# Is this a powerlifting routine?



## November Ajax (Nov 24, 2018)

Hi guys. I've recently started doing this routine: httpnewbie-fitness.blogspot.com/2007/01/stripped-5x5.html, and I was wondering if this was aimed at lifting heavier weights rather than looking better.

The reason I think this is because the rest times suggested are of about 5 minutes and it's always 5 reps, which is pretty low for gaining mass, which unless I'm wrong, it should be of about 6-8 reps. Also, you are supposed to lift as much as you can, and all the excercises are typical powerlifting excercises, except for the overhead press and the pull ups.

What do you guys think?


----------



## German89 (Nov 24, 2018)

Didnt work..


----------



## November Ajax (Nov 24, 2018)

German89 said:


> Didnt work..



You mean the link? I can't post links, you have to add :// after the https. It's called the "Stripped 5x5", maye it's easier to google.


----------



## notsoswoleCPA (Nov 24, 2018)

Most 5x5 type routines are more along the lines of strength training versus strictly power lifting.  Some of the guys that I saw who competed in lifting events would only do the big 3:  Squat, Bench, Deadlift with no accessory exercises.  I know others who did accessory work with those big 3 lifts, so it just depends.


----------



## Elivo (Nov 24, 2018)

There are some sub forums here that have multiple powerlifting routines in them, plans that have a lot of info posted about them from guys who know their shit too. Take a look!


----------



## German89 (Nov 24, 2018)

November Ajax said:


> You mean the link? I can't post links, you have to add :// after the https. It's called the "Stripped 5x5", maye it's easier to google.



Whats your overall goal?


----------



## PillarofBalance (Nov 24, 2018)

Yeah 5x5 is for getting stronger. Supposed to be at least.


----------



## Seeker (Nov 24, 2018)

PillarofBalance said:


> Yeah 5x5 is for getting stronger. Supposed to be at least.



it was deanos favorite.  Don't knock it.


----------



## November Ajax (Nov 24, 2018)

notsoswoleCPA said:


> Most 5x5 type routines are more along the lines of strength training versus strictly power lifting.  Some of the guys that I saw who competed in lifting events would only do the big 3:  Squat, Bench, Deadlift with no accessory exercises.  I know others who did accessory work with those big 3 lifts, so it just depends.


Yeah that's why. This only adds press and pull ups.


Elivo said:


> There are some sub forums here that have multiple powerlifting routines in them, plans that have a lot of info posted about them from guys who know their shit too. Take a look!

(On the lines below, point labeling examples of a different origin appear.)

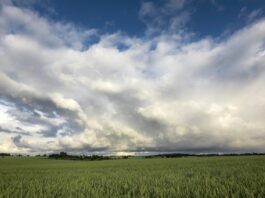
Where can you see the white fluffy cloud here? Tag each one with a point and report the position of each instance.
(159, 94)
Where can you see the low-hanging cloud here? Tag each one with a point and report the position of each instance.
(158, 94)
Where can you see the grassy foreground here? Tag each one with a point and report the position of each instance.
(242, 176)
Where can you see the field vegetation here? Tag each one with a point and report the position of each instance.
(226, 176)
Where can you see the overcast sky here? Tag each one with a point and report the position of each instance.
(131, 77)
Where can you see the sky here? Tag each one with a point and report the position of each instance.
(132, 77)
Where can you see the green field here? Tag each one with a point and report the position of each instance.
(242, 176)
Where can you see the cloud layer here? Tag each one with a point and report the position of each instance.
(126, 94)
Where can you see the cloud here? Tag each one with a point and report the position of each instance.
(250, 16)
(157, 94)
(168, 16)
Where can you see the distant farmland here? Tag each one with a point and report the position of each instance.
(237, 176)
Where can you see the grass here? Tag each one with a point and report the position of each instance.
(242, 176)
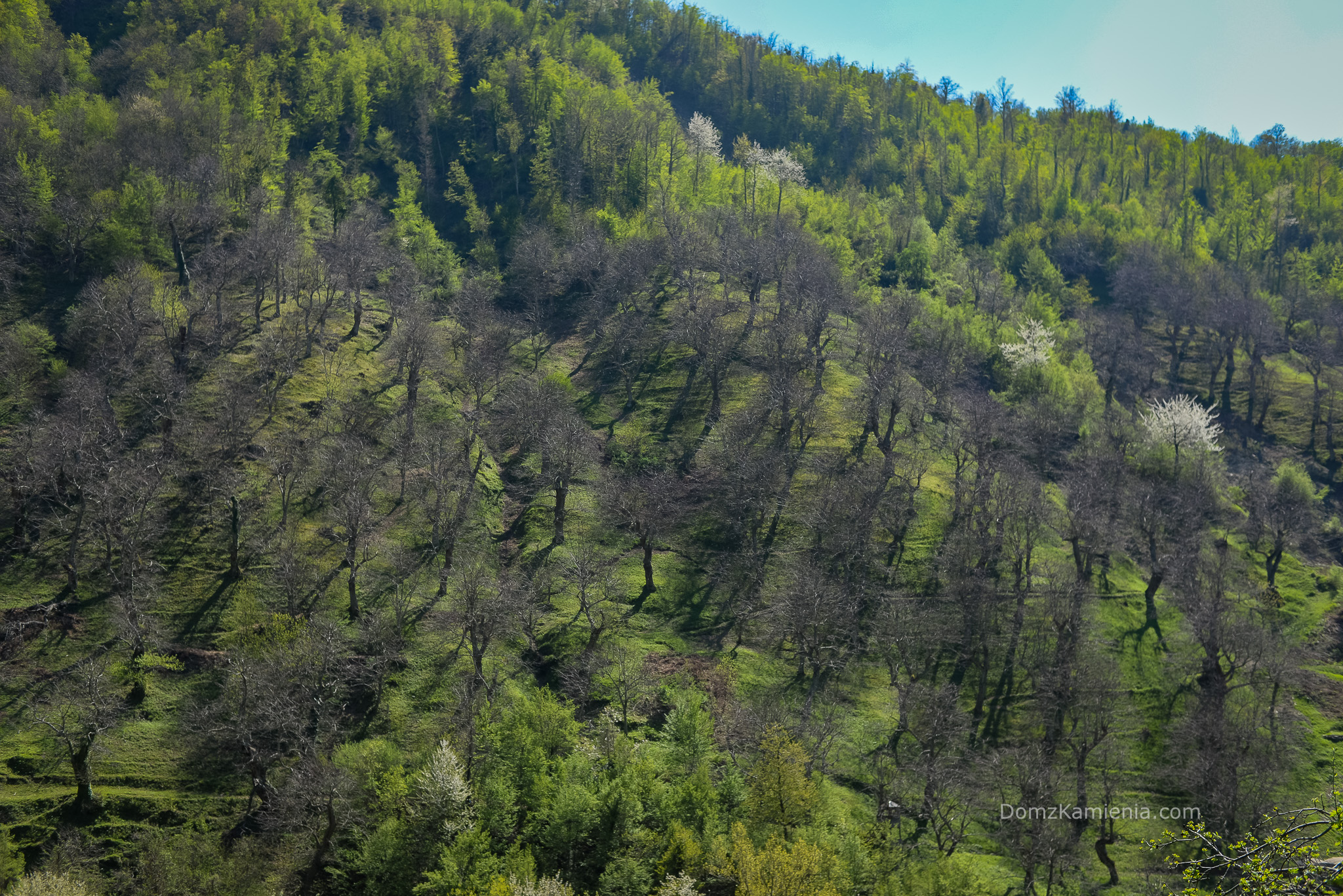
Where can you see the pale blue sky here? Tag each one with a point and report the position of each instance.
(1217, 64)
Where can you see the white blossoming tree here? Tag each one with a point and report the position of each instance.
(706, 143)
(1033, 349)
(1184, 425)
(782, 167)
(442, 793)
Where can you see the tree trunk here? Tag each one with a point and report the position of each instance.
(1271, 563)
(562, 495)
(359, 317)
(1103, 855)
(85, 798)
(1150, 600)
(73, 551)
(353, 593)
(234, 531)
(323, 848)
(647, 543)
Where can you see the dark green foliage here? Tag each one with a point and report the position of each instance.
(458, 477)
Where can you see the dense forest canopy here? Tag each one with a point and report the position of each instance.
(456, 446)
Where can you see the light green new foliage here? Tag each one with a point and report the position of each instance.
(780, 790)
(46, 883)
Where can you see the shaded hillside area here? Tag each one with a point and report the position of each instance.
(528, 450)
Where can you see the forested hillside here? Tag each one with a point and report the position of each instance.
(540, 449)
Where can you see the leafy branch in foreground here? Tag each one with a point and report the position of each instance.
(1283, 857)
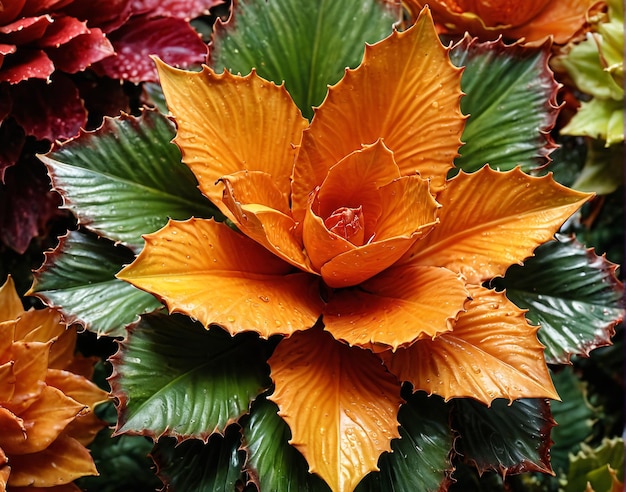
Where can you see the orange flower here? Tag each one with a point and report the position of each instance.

That's the thing, I don't want to do that, that's why I'm asking. I'm wondering if I'm doing something I don't wanna do.


German89 said:


> Whats your overall goal?


Getting in shape, mostly. I don't want to lift heavy, I mean that's not my main goal. If it works out as a side effect, great, but I'm not interested in lifting heavy just for the fun of it. I guess I'm looking for a bodybuilding routine more than a strength routine.


PillarofBalance said:


> Yeah 5x5 is for getting stronger. Supposed to be at least.


So you wouldn't recommend this to a bodybuilder?


----------



## notsoswoleCPA (Nov 24, 2018)

November Ajax said:


> So you wouldn't recommend this to a bodybuilder?



Hypertrophy training is better for building muscle.  Think "time under tension."

Strength training at lower reps will build muscle for a newb who just started lifting in the early phases, but it is generally more of a central nervous system response as time goes on.  What I mean by the CNS response is your body will adapt to get more efficient with the muscle that it has to hit that one rep max versus growing more muscle mass. EDIT:  What I mean by 1 rep max is 5x5 will only get you so far and you will start to stall.  I then switched to 5/3/1 to continue to progress with the strength.

 Case and point, I'm stronger than a lot of guys who are bigger than I am because my foundation was three years of strength training.  That usually blows their mind as to how they have bigger muscles than I do yet I can outlift them on most of the exercises.  I don't even consider myself to be that strong...

For the past eight weeks or so, I have been doing a mixture of 5x5 strength training and hypertrophy training, just to see how my body would respond while recovering from a couple of injuries.  Sadly, my shoulders were the only thing that grew


----------



## PillarofBalance (Nov 24, 2018)

Seeker said:


> it was deanos favorite.  Don't knock it.



I hear ya. It can work. It's just not a powerlifting program. Calling it that implies that it's used to prepare for a competition. 5x5 doesn't peak you is all.


----------



## Seeker (Nov 24, 2018)

PillarofBalance said:


> I hear ya. It can work. It's just not a powerlifting program. Calling it that implies that it's used to prepare for a competition. 5x5 doesn't peak you is all.



I know. Just hearing 5x5 reminds me of our old pal and his lifting days. I miss having him in the game. He did love his 5x5


----------



## PillarofBalance (Nov 24, 2018)

Seeker said:


> I know. Just hearing 5x5 reminds me of our old pal and his lifting days. I miss having him in the game. He did love his 5x5



It's a secret but he is slowly going to start lifting again. Nothing crazy but he knows he needs to get stronger to help support his spine to get pain relief.


----------



## Elivo (Nov 24, 2018)

How long have you been lifting?


----------



## November Ajax (Nov 24, 2018)

Ok guys, thanks a lot for the information. So, if I understood correctly, this is a strength program, not a powerlifting program.



Elivo said:


> How long have you been lifting?



2-3 months. I started with some routine they gave me at the gym for a month maybe, and then I switched to this. I was into bodyweight excecises before.


----------